Scaife also funded the Western Journalism Center, headed by Joseph Farah.

Joseph Farah - of WorldNetDaily...........hmmm. Another source familiar to readers of Prisonplanet and Whatreallyhappened and all the rest. There are clear lines of common interests, themes, agendas. There's good cause to wonder.

Here's a list of (some) of the groups Scaife has funded:

[Scaife] supported such varied conservative and libertarian organizations as:

* American Enterprise Institute
* Atlas Economic Research Foundation
* David Horowitz Freedom Center
* Committee for a Constructive Tomorrow, which advocates for free-market solutions to environmental issues and dissent on anthropogenic global warming [21]
* Commonwealth Foundation for Public Policy Alternatives - a Harrisburg-based libertarian think tank [22]
* Federalist Society
* Foundation for Economic Education
* Free Congress Foundation (headed by Paul Weyrich)
* Freedom House
* GOPAC (headed by Newt Gingrich)
* Independent Women's Forum
* Intercollegiate Studies Institute (which operates the Collegiate Network)
* Judicial Watch
* Landmark Legal Foundation
* Media Research Center (headed by Brent Bozell)
* Pacific Legal Foundation
* World Affairs Council of Pittsburgh
* Reason Foundation

By 1998 his foundations were listed among donors to over 100 such groups, to which he had disbursed some $340 million by 2002.[23]

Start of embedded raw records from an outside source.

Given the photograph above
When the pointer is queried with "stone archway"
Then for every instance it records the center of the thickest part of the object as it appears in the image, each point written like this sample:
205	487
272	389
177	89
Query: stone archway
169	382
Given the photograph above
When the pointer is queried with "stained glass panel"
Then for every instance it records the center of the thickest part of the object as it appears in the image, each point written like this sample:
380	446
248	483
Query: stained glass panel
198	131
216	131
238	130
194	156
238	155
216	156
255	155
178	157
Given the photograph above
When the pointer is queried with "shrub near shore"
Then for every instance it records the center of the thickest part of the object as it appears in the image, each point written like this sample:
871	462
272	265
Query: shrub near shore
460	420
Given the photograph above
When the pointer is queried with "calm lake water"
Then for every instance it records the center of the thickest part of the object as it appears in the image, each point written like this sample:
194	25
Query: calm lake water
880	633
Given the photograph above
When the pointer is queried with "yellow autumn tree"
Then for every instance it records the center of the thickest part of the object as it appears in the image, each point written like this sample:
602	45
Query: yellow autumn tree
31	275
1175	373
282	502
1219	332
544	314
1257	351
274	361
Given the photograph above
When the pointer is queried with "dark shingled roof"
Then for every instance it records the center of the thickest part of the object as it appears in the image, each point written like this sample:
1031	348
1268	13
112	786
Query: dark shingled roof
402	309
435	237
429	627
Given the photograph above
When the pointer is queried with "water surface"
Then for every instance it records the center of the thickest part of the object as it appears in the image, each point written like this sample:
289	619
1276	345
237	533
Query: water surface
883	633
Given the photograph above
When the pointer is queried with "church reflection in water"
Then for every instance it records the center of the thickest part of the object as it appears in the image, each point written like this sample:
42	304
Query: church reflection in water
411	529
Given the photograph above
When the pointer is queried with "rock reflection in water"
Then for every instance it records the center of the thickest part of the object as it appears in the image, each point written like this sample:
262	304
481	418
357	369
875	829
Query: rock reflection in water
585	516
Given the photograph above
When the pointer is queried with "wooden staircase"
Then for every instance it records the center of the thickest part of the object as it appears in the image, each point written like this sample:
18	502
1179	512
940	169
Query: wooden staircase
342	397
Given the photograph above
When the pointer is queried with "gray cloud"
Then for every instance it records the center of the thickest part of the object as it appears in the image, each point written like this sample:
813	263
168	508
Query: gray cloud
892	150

http://en.wikipedia.org/wiki/Richard_Mellon_Scaife

Of course, I don't know that Scaife is helping Prisonplanet and WhatReallyHappened......but it wouldn't surprise me. And even if there's no direct financial connection, there are nevertheless important connections. Indeed - one can view the entire thing as one grand project, to further the shared political and ideological goals of these people, all of whom hold so much in common.

Rivero and Prisonplanet publish stories put out by Scaife owned "news" outlets, his publications, reports published by his sponsored think-tanks, university schools, sponsored research etc. Maybe they're getting donations, too? Maybe ad revenues? Being secretive about their funding and sponsors means we can't know.